Sur les cap des Cyclades, rien de plus naturel qu’un phare adossé à un petite église. Une double protection pour les navigateurs ! © Jacques Anglès

À quelques milles de ce paradis de silence, Mykonos bruisse d’une autre vie, largement dédiée au tourisme, avec ses boutiques à la mode, ses bars de nuit, ses innombrables restaurants, et presque toujours un paquebot à l’ancre dans la baie. Malgré la pression touristique (encore modérée en juin), ce village étincelant de blancheur reste d’une beauté à couper le souffle. Autour du vieux port frangé de sable clair, on a vite fait de se perdre dans le labyrinthe des ruelles immaculées, en tentant de dénombrer les 365 chapelles, dont bon nombre ne se signalent que par une petite croix sculptée au-dessus d’une porte anonyme. Et l’on finit toujours par arriver à l’ancien quartier des pêcheurs, avec ses balcons colorés suspendus au-dessus d’une anse claire, ses tavernes au ras de l’eau et ses moulins alignés sur un escarpement rocheux, rappelant que le meltémi ne servait pas qu’à propulser les navires, mais aussi à moudre le grain.
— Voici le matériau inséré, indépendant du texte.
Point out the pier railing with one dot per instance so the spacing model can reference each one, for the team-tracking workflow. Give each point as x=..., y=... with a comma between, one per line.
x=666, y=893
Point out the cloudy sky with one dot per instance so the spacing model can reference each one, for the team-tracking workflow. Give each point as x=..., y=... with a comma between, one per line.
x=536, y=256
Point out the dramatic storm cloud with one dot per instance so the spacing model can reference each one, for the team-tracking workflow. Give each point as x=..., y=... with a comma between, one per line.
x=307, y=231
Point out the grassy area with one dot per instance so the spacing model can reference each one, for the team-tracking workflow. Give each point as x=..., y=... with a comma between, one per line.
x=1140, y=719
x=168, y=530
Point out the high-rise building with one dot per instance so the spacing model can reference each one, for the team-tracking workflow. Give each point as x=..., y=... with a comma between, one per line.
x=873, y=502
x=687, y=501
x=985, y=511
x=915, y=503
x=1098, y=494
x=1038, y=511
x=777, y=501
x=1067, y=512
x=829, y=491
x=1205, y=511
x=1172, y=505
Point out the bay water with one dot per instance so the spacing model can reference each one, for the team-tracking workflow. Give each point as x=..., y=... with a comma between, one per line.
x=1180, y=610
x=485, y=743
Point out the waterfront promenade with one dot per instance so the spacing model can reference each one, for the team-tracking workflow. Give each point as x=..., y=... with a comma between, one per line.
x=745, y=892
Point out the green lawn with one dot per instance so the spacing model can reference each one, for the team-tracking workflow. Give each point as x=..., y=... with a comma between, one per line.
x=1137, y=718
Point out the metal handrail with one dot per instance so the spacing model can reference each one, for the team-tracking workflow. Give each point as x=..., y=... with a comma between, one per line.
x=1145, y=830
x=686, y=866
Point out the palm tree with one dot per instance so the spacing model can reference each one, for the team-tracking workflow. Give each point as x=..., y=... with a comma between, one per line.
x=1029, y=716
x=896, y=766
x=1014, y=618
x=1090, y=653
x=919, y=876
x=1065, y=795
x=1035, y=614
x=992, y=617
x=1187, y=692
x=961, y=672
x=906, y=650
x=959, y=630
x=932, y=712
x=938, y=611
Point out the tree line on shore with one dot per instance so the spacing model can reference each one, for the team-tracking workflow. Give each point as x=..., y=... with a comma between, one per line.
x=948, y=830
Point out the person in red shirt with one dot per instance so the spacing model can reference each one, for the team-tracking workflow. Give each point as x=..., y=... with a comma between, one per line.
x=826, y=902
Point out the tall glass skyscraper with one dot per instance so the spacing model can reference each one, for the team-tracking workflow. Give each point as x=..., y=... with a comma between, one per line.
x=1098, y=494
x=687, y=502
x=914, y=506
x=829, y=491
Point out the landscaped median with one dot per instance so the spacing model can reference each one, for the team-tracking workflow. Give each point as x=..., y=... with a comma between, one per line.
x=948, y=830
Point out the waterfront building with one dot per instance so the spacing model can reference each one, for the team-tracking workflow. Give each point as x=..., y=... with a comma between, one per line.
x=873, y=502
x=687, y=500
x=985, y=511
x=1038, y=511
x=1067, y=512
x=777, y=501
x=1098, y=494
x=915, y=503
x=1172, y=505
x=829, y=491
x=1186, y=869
Car Mykonos, avant le tourisme, a été de tout temps une île de marins dont les matelots passaient pour les plus habiles du pays. En l’an 1700, Tournefort y comptait «pour le moins cinq cents hommes de mer et plus de cent bateaux, outre quarante ou cinquante gros caïques destinés pour le négoce de Turquie et de la Morée».

Délos. Érigé à flanc de colline, le petit temple d’Isis domine la cité antique. © Jacques Anglès

Après l’animation touristique de la «perle des Cyclades», on retrouve une atmosphère plus paisible au petit port de Finikas, au sud-ouest de Syros. Sur le port, la terrasse du Dia Xeiros nous régale de saveurs authentiquement locales. Plus tard, le mouillage de Kartéa (au sud-est de Kéa), réserve une ultime escale de rêve, pour peu que la météo s’y prête. Avec son acropole antique surplombant l’eau claire, ses deux petites plages désertes, ses oliveraies à moitié sauvages et ses ruisseaux qui courent au creux des vallons, c’est un des ancrages les plus romantiques des Cyclades. Et parmi les vestiges des temples d’Apollon et d’Athéna, le mystère grec vous envahit l’âme.